My spouse has special needs, what now?

Planning for government benefits is an entirely separate practice area and needs to be approached from the direction of a specific benefit or benefits the person is trying to qualify for. Many times in TX, it is one spouse trying to help their newly incapacitated spouse qualify for nursing home benefits through Medicaid.

Spousal Special Needs Trust

You can make any gifts to your spouse in your will subject to a special needs trust in case you are to pass away first. However, this must be done in a will and not in a living trust if the SNT is for your spouse.

Qualified Income Trust

One option is to create a "qualified income trust" sometimes referred to as a "Miller" trust, or a "QIT". In Texas, if an applicant for Medicaid-nursing-home benefits has a certain amount of income that exceeds the income "cap", that person is ineligible for benefits. The cap is indexed to inflation to 300% of the maximum benefit under the Supplemental Security Income program (approximately $2,100 per month in 2014 and $2,200 per month in 2015). What a QIT does is allow someone with income over the cap amount to still qualify for Medicaid. The trust is funded only with the applicant's income, and the funds in the trust are then used to pay applicant's medical bills and certain personal needs allowances. At applicant's death, any funds left in the trust are used to reimburse Medicaid.

Just to be clear: a QIT is only about helping you qualify for benefits; it has no ability to shelter or protect your income for your beneficiaries.

Lady Bird Deed

Another option is to consider a "lady bird deed". It is also sometimes referred to as an "enhanced life estate deed". It lets you transfer real estate automatically at time of death; but, it also allows you the right to maintain control to all of the property while you're alive without worrying about the concept of "waste" and you can still sell the property while you're alive.
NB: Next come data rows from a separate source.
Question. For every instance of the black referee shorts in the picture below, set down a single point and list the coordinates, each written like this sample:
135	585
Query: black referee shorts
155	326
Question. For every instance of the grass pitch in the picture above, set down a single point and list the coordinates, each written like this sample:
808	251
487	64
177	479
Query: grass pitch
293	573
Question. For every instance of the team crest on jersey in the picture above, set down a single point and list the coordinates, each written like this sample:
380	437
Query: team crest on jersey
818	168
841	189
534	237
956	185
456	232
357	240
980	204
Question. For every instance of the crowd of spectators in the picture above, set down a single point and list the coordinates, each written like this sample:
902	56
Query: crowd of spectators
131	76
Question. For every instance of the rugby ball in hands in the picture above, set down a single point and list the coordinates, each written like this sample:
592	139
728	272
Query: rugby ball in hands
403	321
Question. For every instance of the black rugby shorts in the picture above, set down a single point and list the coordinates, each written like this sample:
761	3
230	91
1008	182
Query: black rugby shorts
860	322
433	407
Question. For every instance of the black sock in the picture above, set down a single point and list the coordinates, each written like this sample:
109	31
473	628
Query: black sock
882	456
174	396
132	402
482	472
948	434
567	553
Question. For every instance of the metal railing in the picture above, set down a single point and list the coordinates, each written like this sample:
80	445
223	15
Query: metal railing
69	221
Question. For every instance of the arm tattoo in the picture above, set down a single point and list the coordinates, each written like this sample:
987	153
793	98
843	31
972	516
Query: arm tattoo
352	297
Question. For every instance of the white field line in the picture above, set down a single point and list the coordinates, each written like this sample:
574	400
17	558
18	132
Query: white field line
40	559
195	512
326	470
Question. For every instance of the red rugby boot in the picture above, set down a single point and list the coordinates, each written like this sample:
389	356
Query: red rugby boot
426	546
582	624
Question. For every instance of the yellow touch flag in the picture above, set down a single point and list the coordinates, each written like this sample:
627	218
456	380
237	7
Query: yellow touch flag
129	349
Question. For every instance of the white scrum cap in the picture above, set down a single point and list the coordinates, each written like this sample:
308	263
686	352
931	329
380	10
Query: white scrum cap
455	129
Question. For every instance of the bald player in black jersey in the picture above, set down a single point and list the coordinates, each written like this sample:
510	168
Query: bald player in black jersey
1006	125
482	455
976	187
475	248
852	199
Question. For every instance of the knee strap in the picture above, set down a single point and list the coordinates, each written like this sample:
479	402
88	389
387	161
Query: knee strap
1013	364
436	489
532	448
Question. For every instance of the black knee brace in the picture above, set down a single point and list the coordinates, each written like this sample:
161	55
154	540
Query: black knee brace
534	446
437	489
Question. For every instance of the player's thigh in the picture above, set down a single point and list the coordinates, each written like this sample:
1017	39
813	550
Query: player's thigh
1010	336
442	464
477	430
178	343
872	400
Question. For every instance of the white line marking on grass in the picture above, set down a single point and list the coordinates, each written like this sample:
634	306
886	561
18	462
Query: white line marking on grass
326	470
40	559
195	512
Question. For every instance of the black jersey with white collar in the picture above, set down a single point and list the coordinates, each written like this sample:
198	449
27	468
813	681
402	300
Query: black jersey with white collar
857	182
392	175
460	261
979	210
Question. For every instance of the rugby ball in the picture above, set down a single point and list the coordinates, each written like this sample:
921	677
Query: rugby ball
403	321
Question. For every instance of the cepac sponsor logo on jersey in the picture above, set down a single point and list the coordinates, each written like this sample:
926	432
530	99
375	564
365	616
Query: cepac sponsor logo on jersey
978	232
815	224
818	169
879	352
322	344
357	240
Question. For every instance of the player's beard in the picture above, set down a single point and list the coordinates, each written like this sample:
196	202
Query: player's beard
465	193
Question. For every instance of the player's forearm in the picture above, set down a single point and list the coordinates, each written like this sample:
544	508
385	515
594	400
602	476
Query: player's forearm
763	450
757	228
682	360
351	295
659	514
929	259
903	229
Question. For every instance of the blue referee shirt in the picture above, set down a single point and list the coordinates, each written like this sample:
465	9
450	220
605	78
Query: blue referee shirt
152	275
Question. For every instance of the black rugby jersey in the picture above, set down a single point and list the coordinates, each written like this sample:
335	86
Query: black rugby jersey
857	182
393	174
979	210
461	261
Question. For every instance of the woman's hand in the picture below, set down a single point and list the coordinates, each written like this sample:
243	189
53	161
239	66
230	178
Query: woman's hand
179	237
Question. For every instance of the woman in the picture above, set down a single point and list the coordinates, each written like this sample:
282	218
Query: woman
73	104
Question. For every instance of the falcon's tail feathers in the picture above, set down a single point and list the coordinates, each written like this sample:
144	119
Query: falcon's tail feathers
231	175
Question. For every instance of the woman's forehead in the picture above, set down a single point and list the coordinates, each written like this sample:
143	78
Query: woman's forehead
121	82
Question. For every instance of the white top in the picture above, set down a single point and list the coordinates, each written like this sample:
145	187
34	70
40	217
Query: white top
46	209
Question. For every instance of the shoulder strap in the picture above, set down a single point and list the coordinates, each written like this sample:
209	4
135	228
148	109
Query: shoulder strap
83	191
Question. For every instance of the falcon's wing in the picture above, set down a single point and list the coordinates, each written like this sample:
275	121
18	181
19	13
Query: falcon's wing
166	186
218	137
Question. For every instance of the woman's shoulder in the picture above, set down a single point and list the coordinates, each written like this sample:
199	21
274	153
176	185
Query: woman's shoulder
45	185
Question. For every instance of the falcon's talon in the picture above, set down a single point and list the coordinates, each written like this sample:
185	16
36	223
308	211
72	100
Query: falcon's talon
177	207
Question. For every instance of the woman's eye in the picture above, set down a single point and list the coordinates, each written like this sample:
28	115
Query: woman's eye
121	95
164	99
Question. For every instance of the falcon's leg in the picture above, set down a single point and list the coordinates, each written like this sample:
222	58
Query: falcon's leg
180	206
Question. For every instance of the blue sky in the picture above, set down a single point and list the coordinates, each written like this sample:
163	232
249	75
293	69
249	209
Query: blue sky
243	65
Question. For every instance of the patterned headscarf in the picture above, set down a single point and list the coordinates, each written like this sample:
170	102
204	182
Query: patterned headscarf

If you transfer the house to your children with a regular deed, or even a regular life-estate deed too soon to your application of benefits (during the "lookback" period), you won't be able to qualify. However, a lady-bird deed fixes this in many states. It fixes it because you maintain control of the deed so you don't fail to qualify based on the transfer. And, then it skips probate because it transfers automatically at time of death.

Lady-bird deeds only work in specific states for Medicaid and only if:

  1. The state Medicaid agency agrees that transferring the remainder interest to your beneficiaries does not create a penalty for eligibility;
  2. The state Medicaid agency agrees that the home won't count after the transfer; and
  3. The state does not extend estate recovery to "retained life estates".

They currently work in Texas at the time of writing this article; but, they may not always work in the future.

The lady bird deed has disadvantages unfortunately. Many times, title companies will refuse to insure the sale unless all the remainder interests (the children or spouse) sign off on the sale. This has the effect of vastly limiting your prospective purchasers to cash buyers and any lender exempt from being required by law to have a title policy (not sure if that even exists anymore post Dodd-Frank and T-S.A.F.E. laws). There are new harsh restrictions on owner-finance transactions as well.

So, how do we get around this issue with title companies? By naming a revocable intervivos trust the remainder beneficiary of the lady-bird deed; this way, at time of sale, the owner is still the trustee and can sign off. The children are designated in the trust. It adds some cost to the transaction but takes care of the "selling before death" issue.